Approach 2: The Conquer Step (merge function)

The merge function is the core of Merge Sort, responsible for combining two sorted subarrays into a single sorted array.

Summary: This function takes two sorted subarrays and merges them into a single sorted array.

// Merge Sort Conquer Step
#include <stdio.h>
#include <stdlib.h> // For malloc and free

// Function to merge two subarrays of arr[]
// First subarray is arr[left..mid]
// Second subarray is arr[mid+1..right]
void merge(int arr[], int left, int mid, int right) {
    int i, j, k;
    int n1 = mid - left + 1;
    int n2 = right - mid;

    // Create temporary arrays
    int *L = (int*) malloc(n1 * sizeof(int));
    int *R = (int*) malloc(n2 * sizeof(int));

    // Copy data to temp arrays L[] and R[]
    for (i = 0; i < n1; i++)
        L[i] = arr[left + i];
    for (j = 0; j < n2; j++)
        R[j] = arr[mid + 1 + j];

    // Merge the temp arrays back into arr[left..right]
    i = 0; // Initial index of first subarray
    j = 0; // Initial index of second subarray
    k = left; // Initial index of merged subarray
    while (i < n1 && j < n2) {
        if (L[i] <= R[j]) {
            arr[k] = L[i];
            i++;
        } else {
            arr[k] = R[j];
            j++;
        }
        k++;
    }

    // Copy the remaining elements of L[], if any
    while (i < n1) {
        arr[k] = L[i];
        i++;
        k++;
    }

    // Copy the remaining elements of R[], if any
    while (j < n2) {
        arr[k] = R[j];
        j++;
        k++;
    }

    // Free the dynamically allocated memory
    free(L);
    free(R);
}

/*
// Example of how merge would be called (after mergeSort's recursive calls):
int main() {
    int arr[] = {2, 5, 7, 1, 3, 6}; // Assume {2,5,7} and {1,3,6} are already sorted halves
    int left = 0, mid = 2, right = 5;
    // merge(arr, left, mid, right); // This would sort the combined array
    return 0;
}
*/

Run

Stepwise Explanation:

1. Calculate Sizes: n1 and n2 store the sizes of the two subarrays.
2. Create Temp Arrays: Two temporary arrays, L and R, are dynamically allocated to hold the elements of the left and right subarrays, respectively.
3. Copy Data: Elements from the original array arr are copied into L and R.
4. Merge Back: Using three pointers (i for L, j for R, and k for arr), elements are compared from L and R. The smaller element is placed into arr[k], and its respective pointer (i or j) is incremented. The k pointer is always incremented.
5. Copy Remaining Elements: After one of the temporary arrays is exhausted, any remaining elements in the other array are copied directly to arr.
6. Free Memory: The dynamically allocated memory for L and R is freed to prevent memory leaks.
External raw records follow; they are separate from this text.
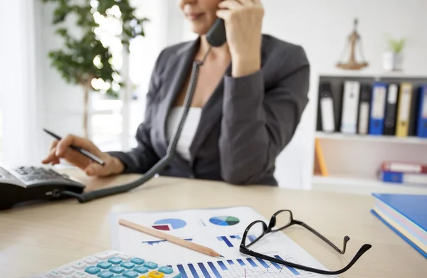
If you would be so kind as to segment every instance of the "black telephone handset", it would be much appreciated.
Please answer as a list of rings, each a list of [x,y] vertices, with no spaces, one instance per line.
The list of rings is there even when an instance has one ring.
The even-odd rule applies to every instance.
[[[214,47],[218,47],[227,41],[226,36],[226,26],[222,18],[216,19],[212,27],[206,33],[208,43]]]
[[[206,33],[206,40],[212,47],[219,47],[226,43],[227,39],[224,21],[223,19],[216,19],[212,27]],[[42,180],[40,180],[41,178],[40,176],[41,176],[38,173],[37,178],[36,178],[36,181],[28,181],[28,184],[23,184],[22,181],[19,181],[16,178],[14,178],[14,179],[11,176],[9,176],[9,176],[8,180],[6,178],[6,176],[4,176],[6,175],[4,173],[6,172],[3,173],[4,176],[2,176],[2,172],[0,171],[0,197],[4,197],[0,198],[0,210],[9,208],[18,203],[36,199],[56,199],[64,197],[73,197],[77,198],[80,203],[85,203],[100,198],[129,191],[142,185],[156,174],[159,173],[173,159],[176,149],[176,144],[182,131],[184,122],[185,122],[193,100],[199,70],[200,70],[200,67],[203,65],[209,50],[206,53],[202,61],[196,60],[193,63],[190,83],[184,101],[184,110],[179,120],[179,124],[167,146],[165,156],[141,178],[133,182],[120,186],[83,193],[85,186],[83,184],[63,176],[59,176],[58,173],[56,173],[53,171],[49,172],[51,176],[44,175],[42,177]],[[43,169],[39,169],[38,171],[45,173]],[[33,173],[33,171],[31,169],[31,172]],[[22,178],[25,179],[26,178]]]

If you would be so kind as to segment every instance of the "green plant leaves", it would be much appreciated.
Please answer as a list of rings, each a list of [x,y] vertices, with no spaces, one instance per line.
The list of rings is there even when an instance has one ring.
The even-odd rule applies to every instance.
[[[119,20],[122,32],[117,36],[117,39],[127,51],[129,51],[132,38],[145,36],[143,24],[148,19],[137,17],[135,8],[130,6],[128,0],[86,0],[79,4],[68,0],[42,1],[56,4],[52,23],[58,26],[56,33],[64,39],[63,48],[51,51],[48,54],[51,65],[68,83],[90,86],[95,91],[102,91],[117,97],[119,90],[117,89],[124,84],[113,78],[113,76],[120,77],[120,73],[111,63],[112,54],[110,49],[107,46],[102,45],[100,38],[95,33],[95,29],[100,26],[93,14],[97,12],[104,16],[114,16],[111,15],[111,11],[114,9],[116,11],[115,14],[121,15]],[[120,12],[117,12],[117,8]],[[81,37],[72,36],[61,24],[71,14],[75,16],[76,18],[75,25],[72,28],[80,29],[80,32],[78,33],[81,33]],[[97,57],[97,60],[100,63],[94,64],[95,57]],[[119,79],[122,80],[121,77]],[[103,89],[94,87],[92,85],[93,80],[102,80],[104,84],[108,85],[104,86]],[[107,87],[108,89],[106,89]]]

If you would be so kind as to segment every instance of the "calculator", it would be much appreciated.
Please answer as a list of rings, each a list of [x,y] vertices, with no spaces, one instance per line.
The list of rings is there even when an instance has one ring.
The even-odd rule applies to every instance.
[[[181,278],[171,266],[107,250],[28,278]]]

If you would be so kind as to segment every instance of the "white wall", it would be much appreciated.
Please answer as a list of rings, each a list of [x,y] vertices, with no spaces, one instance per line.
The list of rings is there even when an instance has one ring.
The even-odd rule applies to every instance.
[[[36,70],[36,8],[25,0],[0,1],[0,110],[2,163],[38,160],[43,100]]]

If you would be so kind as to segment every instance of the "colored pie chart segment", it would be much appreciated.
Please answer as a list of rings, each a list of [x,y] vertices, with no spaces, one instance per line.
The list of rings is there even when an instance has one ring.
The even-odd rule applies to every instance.
[[[232,226],[238,224],[240,220],[233,216],[216,216],[209,219],[209,222],[218,226]]]
[[[177,218],[169,218],[162,219],[154,222],[154,224],[152,226],[154,229],[160,230],[172,230],[176,229],[181,229],[186,225],[186,223],[181,219]]]

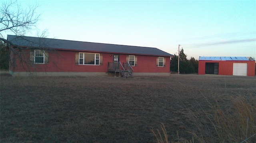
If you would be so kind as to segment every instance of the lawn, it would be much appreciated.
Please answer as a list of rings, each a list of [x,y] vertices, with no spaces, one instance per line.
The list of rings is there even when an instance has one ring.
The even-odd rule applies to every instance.
[[[213,107],[256,101],[256,77],[1,76],[0,84],[2,143],[156,142],[162,123],[170,141],[177,132],[189,140],[196,123],[216,133]]]

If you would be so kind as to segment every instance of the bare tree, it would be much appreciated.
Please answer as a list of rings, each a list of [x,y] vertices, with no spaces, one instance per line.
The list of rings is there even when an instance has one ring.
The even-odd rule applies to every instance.
[[[38,22],[40,15],[36,12],[38,7],[35,5],[23,9],[16,0],[3,2],[0,8],[0,32],[10,30],[16,35],[24,35]]]
[[[17,0],[6,0],[1,4],[0,41],[4,43],[4,47],[9,49],[9,55],[12,55],[13,57],[19,57],[21,60],[23,61],[23,63],[26,63],[24,54],[22,53],[24,47],[19,47],[18,45],[4,39],[2,32],[11,31],[14,35],[22,36],[35,27],[40,16],[40,14],[36,12],[38,6],[35,5],[22,8]],[[11,56],[9,58],[9,60],[11,61]],[[10,64],[14,65],[12,65],[12,66],[15,66],[15,63]]]

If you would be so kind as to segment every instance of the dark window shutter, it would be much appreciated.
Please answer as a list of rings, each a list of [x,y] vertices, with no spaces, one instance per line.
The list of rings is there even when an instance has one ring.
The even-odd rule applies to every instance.
[[[100,65],[103,65],[103,55],[100,54]]]
[[[30,63],[34,63],[34,50],[33,49],[30,49],[29,51],[30,55]]]
[[[164,67],[165,67],[165,62],[166,62],[165,59],[166,59],[166,58],[165,57],[164,57]]]
[[[78,52],[76,53],[76,61],[75,62],[75,65],[79,65],[79,53]]]
[[[47,51],[44,51],[44,63],[49,63],[49,53]]]
[[[126,63],[129,63],[129,55],[126,56]]]
[[[156,67],[158,66],[158,57],[156,58]]]

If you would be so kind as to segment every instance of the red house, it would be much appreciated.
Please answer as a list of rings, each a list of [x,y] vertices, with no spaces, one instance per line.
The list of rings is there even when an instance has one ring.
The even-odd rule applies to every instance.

Approach 3: Full Merge Sort Implementation

Combining the mergeSort and merge functions, we get the complete Merge Sort algorithm.

Summary: This is the complete C program for Merge Sort, integrating both the recursive divide and iterative conquer steps to sort an array.

// Merge Sort using Divide and Conquer
#include <stdio.h>
#include <stdlib.h> // For malloc and free

// Function to merge two subarrays of arr[]
// First subarray is arr[left..mid]
// Second subarray is arr[mid+1..right]
void merge(int arr[], int left, int mid, int right) {
    int i, j, k;
    int n1 = mid - left + 1;
    int n2 = right - mid;

    // Create temporary arrays
    int *L = (int*) malloc(n1 * sizeof(int));
    int *R = (int*) malloc(n2 * sizeof(int));

    // Copy data to temp arrays L[] and R[]
    for (i = 0; i < n1; i++)
        L[i] = arr[left + i];
    for (j = 0; j < n2; j++)
        R[j] = arr[mid + 1 + j];

    // Merge the temp arrays back into arr[left..right]
    i = 0; // Initial index of first subarray
    j = 0; // Initial index of second subarray
    k = left; // Initial index of merged subarray
    while (i < n1 && j < n2) {
        if (L[i] <= R[j]) {
            arr[k] = L[i];
            i++;
        } else {
            arr[k] = R[j];
            j++;
        }
        k++;
    }

    // Copy the remaining elements of L[], if any
    while (i < n1) {
        arr[k] = L[i];
        i++;
        k++;
    }

    // Copy the remaining elements of R[], if any
    while (j < n2) {
        arr[k] = R[j];
        j++;
        k++;
    }

    // Free the dynamically allocated memory
    free(L);
    free(R);
}

// Function to recursively sort the array using mergeSort
void mergeSort(int arr[], int left, int right) {
    if (left < right) {
        // Find the middle point
        int mid = left + (right - left) / 2;

        // Sort first and second halves
        mergeSort(arr, left, mid);
        mergeSort(arr, mid + 1, right);

        // Merge the sorted halves
        merge(arr, left, mid, right);
    }
}

// Utility function to print an array
void printArray(int arr[], int size) {
    int i;
    for (i = 0; i < size; i++)
        printf("%d ", arr[i]);
    printf("\\n");
}

// Driver program to test the merge sort implementation
int main() {
    int arr[] = {38, 27, 43, 3, 9, 82, 10};
    int n = sizeof(arr) / sizeof(arr[0]);

    printf("Given array is \\n");
    printArray(arr, n);

    mergeSort(arr, 0, n - 1);

    printf("Sorted array is \\n");
    printArray(arr, n);
    return 0;
}

Run

Sample Output:

Given array is 
38 27 43 3 9 82 10 
Sorted array is 
3 9 10 27 38 43 82

Stepwise Explanation:

1. Main Function: Initializes an unsorted integer array and determines its size.
2. Print Original: Displays the unsorted array to the console.
3. Call Merge Sort: Invokes mergeSort with the array and its initial and final indices (0 and n-1).
4. Recursive Division: mergeSort recursively divides the array until single-element subarrays are formed.
5. Merging: As the recursive calls return, the merge function is called at each step to combine the sorted subarrays, gradually building up the fully sorted array.
6. Print Sorted: After mergeSort completes, the printArray function displays the now-sorted array.

Conclusion

Merge Sort is a robust and efficient sorting algorithm, particularly valuable for large datasets and scenarios requiring stable sorting. Its consistent O(n log n) time complexity, regardless of the input data arrangement, makes it a reliable choice for various applications. The divide and conquer strategy allows for a clear, recursive breakdown of the sorting problem, which is then solved by the careful merging of sorted subarrays.

Summary

• Merge Sort is a comparison-based sorting algorithm.
• It operates on the divide and conquer principle.
• Time Complexity: O(n log n) in all cases (best, average, worst).
• Space Complexity: O(n) due to the temporary arrays used during merging.
• It is a stable sorting algorithm, preserving the relative order of equal elements.
• Well-suited for external sorting and parallel processing.
• Involves two main steps: dividing the array recursively and merging sorted subarrays.